Tu répètes son prénom, gravant un peu plus dans ton esprit ce qu'il se passe : il est revenu. Alors qu'il était mort. Une vague de tristesse vient alors déferler sur ton cœur, emportant tout sur son passage. Tes certitudes s'écroulent et ton désespoir revient avec ce tsunami qui te dévaste. À nouveau, tu ressens ce manque que lui seul pouvait combler, à nouveau tu ressens ce poignard qu'est le désespoir s'enfoncer dans ton cœur, rouvrant des blessures que tu étais enfin parvenu à refermer. Tu revois son corps, vidé de son sang, sur le pallier de votre porte. Mort, définitivement, sans aucun espoir de retour. C'est ce que tu croyais, ce que tu as, pendant vingt ans, essayé de te faire entrer dans le crâne pour tenter de passer à autre chose. Pendant vingt ans, tu as attendu un miracle. Vingt longues années de perdues, à vivre comme un fantôme sur ces terres, immortel ayant perdu sa lumière, sa raison de se battre, de continuer à exister. Tu ne te rends pas compte que des larmes coulent de tes joues devenues pâles le jour de ta transformation. Oui, tu pleures. Parce qu'il est finalement revenu, mais que, ce faisant, il menace ce fragile petit monde que tu avais réussi à reconstruire.

-Pourquoi... Pourquoi ? Pourquoi maintenant, Lyokha ? Pourquoi...

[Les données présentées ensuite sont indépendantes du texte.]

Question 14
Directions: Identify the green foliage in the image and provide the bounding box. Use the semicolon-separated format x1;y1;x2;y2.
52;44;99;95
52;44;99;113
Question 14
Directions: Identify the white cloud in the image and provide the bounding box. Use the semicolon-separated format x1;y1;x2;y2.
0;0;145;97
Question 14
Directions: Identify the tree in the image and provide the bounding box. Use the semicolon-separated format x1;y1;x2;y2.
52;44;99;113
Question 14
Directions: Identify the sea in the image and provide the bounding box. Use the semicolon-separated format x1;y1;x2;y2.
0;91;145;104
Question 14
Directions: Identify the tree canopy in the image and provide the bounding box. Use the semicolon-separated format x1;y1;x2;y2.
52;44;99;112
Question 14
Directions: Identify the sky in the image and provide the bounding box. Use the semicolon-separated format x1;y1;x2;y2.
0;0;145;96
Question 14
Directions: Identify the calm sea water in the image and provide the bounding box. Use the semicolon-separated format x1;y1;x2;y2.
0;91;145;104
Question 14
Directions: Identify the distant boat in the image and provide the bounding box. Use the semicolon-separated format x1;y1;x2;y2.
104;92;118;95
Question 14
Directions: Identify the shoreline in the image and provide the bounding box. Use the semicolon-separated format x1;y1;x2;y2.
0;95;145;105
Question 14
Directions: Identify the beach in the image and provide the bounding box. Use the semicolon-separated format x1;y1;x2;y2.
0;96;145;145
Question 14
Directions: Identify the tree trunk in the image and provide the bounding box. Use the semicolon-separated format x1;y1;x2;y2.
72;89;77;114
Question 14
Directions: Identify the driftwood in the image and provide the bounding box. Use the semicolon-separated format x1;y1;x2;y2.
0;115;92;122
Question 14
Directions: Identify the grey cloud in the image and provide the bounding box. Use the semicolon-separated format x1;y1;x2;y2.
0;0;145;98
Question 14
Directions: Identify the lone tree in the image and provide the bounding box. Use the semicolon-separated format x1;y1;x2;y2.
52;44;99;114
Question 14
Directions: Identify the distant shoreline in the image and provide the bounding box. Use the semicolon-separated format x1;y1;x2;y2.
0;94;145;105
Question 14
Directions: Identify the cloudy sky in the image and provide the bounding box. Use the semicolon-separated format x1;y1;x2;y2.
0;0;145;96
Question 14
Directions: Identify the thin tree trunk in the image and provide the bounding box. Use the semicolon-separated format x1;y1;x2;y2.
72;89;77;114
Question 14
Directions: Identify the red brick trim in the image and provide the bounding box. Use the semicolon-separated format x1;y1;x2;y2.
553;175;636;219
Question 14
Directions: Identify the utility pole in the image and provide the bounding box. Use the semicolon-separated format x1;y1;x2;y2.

Tu ne sais pas quoi dire. Tu ne sais pas quoi faire non plus. Tu es malheureux, parce qu'il t'a fit souffrir par sa longue absence et parce que, à présent, il te fait souffrir par sa présence aussi soudaine qu'inattendue. Il fait figure de fantôme du passé. Il appartient au passé, c'est ce que tu t'es répété des milliers de fois chaque jour, sans parvenir  faire entrer cette information en toi. Et maintenant, à présent que tu l'as intégré, il ressurgit des limbes, revient d'entre les morts et toi, tu ne comprends pas pourquoi le sort semble vouloir s'acharner sur toi. Tu voudrais aussi le serrer dans tes bras, lui sauter dessus, l'embrasser tant tu es heureux de le savoir à nouveau là, bien vivant, en tant qu'humain. Mais tu ne bouges pas, restant à genoux, les larmes de sang coulant toujours tandis que tu le regardes. Tu te sens mal. Et c'est là que quelque chose te revient en mémoire. Quelque chose qu'il a dit. Comment tu as pu. Quoi donc ? Alekseï ? C'est de lui dont il parlait ? Tu ne devrais pas te mettre en colère Samael, cela ne donne jamais rien de bon. Et pourtant, la seule arme que tu possèdes actuellement pour luter contre ton profond désespoir, c'est cette colère qui parcourt tes veines.

-Comment j'ai pu quoi ? Comment j'ai pu quoi Lyokha ? Vas-y, continue ta phrase ! Comment j'ai pu dormir avec un autre homme ? Ça fait plus de vingt ans ! PLUS DE VINGT ANS que tu as disparu, que tu es mort ! Et tu oses me demander pourquoi ? Tu aurais attendu combien de temps à ma place ?

Tu ne sais pas combien de temps il aurait attendu, et tu ne veux pas savoir. Tu as peur de culpabiliser. Non, tu culpabilises. Tu aurais dû continuer à l'attendre, tu aurais dû garder espoir... Non. Non, il faut être réaliste, c'est la première fois qu'Anarkia sous fait ce genre de surprise, personne ne pouvait prévoir qu'il reviendrait. Tu as tenu son cadavre contre toi, tu l'as porté, transporté, tu l'as vengé même, sans en tirer une réelle satisfaction puisque tu savais que cela ne le ramènerait pas. Rien ne devait le ramener... Tu secoues la tête, tes mains se glissant dans tes cheveux bruns devenus courts pour son plaisir et marquer ta nouvelle identité... Tu tires un peu dessus, ta colère laissant à nouveau place à une tristesse sans nom...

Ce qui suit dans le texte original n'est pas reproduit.